MVZ mit „Dr.“ im Praxisnamen braucht promovierte medizinische Leitung
In dem Berufungsverfahren ging es um die Kette „Dr. Z“, die mehrere zMVZ in Deutschland betreibt, die alle den Namen „Dr. Z Medizinisches Versorgungszentrum“ plus den Namen des jeweiligen Standorts trugen. Zwischen Dezember 2016 und Februar 2017 war dort kein promovierter Zahnarzt tätig.
Geklagt hatte der Zahnärztliche Bezirksverband (ZBV) Oberpfalz. Dieser verwies dabei auf das Praxis- und Klingelschild sowie auf den Briefkasten des zMVZ. Aufgefallen war, dass in der Niederlassung mit der Bezeichnung „Dr. Z Zahnmedizinisches Versorgungszentrum Regensburg“ kein einziger Zahnarzt mit dem akademischen Grad eines Doktors beschäftigt war. Lediglich der Träger, die „Dr. Z Beteiligungs- und Verwaltungs GmbH“ in Düsseldorf, hat als Alleingesellschafter und Geschäftsführer einen promovierten Zahnarzt.
Der ZBV hielt das für irreführend und wettbewerbsschädigend, da durch die Nennung des Doktortitels eine Erwartungshaltung entstehe. Das Landgericht Düsseldorf hatte der Klage stattgegeben, das dortige Oberlandesgericht diese abgewiesen. Der Verband wandte sich daraufhin an den BGH und hatte Erfolg.

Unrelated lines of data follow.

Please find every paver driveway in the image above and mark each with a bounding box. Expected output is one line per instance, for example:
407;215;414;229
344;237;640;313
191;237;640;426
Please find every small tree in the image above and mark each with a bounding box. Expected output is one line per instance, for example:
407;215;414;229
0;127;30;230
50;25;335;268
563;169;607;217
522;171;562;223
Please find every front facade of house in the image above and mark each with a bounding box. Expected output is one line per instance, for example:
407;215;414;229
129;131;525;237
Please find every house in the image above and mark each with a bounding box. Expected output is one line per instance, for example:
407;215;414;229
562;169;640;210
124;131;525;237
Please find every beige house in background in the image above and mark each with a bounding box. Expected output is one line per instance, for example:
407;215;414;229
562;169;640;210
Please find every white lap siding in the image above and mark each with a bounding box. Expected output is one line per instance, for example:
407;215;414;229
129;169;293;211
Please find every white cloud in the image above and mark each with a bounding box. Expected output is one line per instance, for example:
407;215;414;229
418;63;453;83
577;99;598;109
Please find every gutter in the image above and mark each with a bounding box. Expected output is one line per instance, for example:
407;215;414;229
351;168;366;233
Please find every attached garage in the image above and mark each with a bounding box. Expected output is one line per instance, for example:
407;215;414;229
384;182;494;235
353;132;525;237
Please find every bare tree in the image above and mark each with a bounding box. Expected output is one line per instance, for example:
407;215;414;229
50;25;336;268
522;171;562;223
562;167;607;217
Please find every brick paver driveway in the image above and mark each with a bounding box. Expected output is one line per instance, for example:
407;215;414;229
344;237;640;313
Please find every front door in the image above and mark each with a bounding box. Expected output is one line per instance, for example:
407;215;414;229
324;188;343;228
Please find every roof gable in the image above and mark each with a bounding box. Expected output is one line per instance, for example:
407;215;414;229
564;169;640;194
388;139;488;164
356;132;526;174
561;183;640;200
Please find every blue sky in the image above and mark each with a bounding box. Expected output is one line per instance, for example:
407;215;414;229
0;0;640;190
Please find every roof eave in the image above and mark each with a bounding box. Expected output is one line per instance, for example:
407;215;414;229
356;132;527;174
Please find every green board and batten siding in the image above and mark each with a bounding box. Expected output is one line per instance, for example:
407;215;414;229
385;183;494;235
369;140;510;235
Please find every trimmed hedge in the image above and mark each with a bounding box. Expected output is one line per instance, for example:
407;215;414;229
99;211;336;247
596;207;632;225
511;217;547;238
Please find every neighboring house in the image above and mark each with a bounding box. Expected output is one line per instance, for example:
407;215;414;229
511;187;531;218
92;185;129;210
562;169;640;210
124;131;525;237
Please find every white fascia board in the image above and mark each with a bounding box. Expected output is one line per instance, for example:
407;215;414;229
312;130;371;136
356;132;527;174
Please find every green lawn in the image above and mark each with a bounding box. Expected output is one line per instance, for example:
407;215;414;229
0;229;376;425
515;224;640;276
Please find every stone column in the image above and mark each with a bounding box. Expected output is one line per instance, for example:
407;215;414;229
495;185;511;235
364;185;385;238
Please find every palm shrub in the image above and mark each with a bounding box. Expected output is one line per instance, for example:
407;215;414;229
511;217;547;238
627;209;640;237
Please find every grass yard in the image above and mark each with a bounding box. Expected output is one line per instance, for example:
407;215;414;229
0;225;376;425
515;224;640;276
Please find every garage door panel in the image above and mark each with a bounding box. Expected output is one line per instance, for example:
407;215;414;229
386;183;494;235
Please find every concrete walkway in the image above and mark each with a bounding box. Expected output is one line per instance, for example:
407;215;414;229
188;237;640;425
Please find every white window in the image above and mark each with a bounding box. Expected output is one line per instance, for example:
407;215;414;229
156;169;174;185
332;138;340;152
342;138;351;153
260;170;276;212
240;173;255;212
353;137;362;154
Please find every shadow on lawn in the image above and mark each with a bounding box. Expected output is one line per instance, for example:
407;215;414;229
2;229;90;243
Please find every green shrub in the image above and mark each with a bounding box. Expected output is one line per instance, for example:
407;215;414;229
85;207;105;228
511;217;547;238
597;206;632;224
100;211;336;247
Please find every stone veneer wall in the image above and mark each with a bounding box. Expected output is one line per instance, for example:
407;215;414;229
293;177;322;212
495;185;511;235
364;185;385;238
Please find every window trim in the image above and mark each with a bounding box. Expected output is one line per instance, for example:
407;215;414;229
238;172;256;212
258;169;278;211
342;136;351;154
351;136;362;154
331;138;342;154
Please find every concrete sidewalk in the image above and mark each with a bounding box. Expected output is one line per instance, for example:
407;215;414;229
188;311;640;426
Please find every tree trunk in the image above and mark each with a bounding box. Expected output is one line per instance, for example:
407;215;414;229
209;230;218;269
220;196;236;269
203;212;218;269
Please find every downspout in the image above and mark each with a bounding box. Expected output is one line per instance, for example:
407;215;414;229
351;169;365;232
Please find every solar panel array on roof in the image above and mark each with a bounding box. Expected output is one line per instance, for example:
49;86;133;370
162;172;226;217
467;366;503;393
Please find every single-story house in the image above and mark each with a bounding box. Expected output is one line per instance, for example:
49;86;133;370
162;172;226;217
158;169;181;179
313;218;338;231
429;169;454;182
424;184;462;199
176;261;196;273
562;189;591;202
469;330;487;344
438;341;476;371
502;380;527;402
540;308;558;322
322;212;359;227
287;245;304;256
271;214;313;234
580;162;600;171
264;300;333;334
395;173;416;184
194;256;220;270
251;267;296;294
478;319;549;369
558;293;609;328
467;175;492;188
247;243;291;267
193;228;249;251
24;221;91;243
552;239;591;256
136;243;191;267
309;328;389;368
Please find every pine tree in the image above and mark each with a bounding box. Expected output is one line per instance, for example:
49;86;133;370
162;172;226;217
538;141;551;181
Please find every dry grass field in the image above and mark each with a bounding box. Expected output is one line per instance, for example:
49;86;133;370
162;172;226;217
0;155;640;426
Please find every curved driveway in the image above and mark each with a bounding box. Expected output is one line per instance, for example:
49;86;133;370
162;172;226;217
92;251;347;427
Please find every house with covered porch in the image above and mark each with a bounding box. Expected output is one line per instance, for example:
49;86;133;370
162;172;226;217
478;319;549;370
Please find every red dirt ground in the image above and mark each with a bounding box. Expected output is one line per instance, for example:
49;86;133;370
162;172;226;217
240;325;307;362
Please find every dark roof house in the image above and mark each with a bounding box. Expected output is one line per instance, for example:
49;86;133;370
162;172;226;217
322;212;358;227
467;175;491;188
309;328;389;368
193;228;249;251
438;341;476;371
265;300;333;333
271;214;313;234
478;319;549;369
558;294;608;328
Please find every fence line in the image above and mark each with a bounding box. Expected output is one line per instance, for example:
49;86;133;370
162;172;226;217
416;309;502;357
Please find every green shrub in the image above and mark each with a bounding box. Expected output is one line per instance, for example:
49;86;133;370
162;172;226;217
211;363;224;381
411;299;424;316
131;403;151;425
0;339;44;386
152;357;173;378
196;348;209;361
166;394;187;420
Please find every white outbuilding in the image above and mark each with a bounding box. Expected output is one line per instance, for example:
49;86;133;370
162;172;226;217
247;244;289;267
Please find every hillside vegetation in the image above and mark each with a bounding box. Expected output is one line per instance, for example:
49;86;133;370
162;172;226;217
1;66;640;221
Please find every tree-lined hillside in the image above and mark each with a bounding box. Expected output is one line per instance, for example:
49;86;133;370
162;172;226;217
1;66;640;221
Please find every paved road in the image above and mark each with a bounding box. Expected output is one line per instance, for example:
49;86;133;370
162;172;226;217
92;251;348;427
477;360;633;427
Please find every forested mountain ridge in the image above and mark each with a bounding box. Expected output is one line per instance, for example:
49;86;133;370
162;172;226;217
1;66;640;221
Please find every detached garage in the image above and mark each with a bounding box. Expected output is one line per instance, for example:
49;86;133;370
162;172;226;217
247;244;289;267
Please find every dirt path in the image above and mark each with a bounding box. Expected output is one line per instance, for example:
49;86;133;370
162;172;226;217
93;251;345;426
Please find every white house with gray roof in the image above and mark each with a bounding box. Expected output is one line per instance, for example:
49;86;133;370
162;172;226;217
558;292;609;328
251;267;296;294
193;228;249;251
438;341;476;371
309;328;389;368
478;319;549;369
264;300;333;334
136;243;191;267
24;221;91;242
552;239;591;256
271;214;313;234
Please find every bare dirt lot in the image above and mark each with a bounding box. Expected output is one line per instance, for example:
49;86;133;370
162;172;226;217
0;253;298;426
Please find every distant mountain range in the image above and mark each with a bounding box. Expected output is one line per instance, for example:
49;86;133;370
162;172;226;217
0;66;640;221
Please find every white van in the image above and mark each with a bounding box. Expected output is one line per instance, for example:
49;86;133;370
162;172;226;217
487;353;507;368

Aus dem Statement des ZBV Oberpfalz
„Das vorliegende Urteil hat weitreichende und grundsätzliche Bedeutung; es ist nicht nur für Zahnärzte, sondern auch für Ärzte wichtig. Es stellt klar, dass es nicht angeht, mit einem Firmennamen zu hantieren, in dem das Kürzel ‚Dr.‘ eingebaut ist, und gleichzeitig zu argumentieren, es handle sich nur um eine Fantasiebezeichnung und deshalb müsse eine von dieser Firma betriebene Einrichtung auch nicht von einem promovierten Zahnarzt oder einer promovierten Zahnärztin geleitet werden.
Gegebenenfalls muss durch einen entsprechenden Hinweis erkennbar gemacht werden, dass die Leitung nicht in der Hand eines promovierten Zahnarztes beziehungsweise einer promovierten Zahnärztin liegt.
Relevant ist auch, dass der Bundesgerichtshof klargestellt hat, dass der Doktortitel im geschäftlichen Verkehr als Nachweis einer besonderen wissenschaftlichen Qualifikation angesehen wird, die über den reinen Hochschulabschluss hinausgeht. Und sehr erfreulich ist ferner die Feststellung des BGH, dass im Bereich der Gesundheitswerbung besonders strenge Anforderungen für den Ausschluss einer Irreführungsgefahr gelten.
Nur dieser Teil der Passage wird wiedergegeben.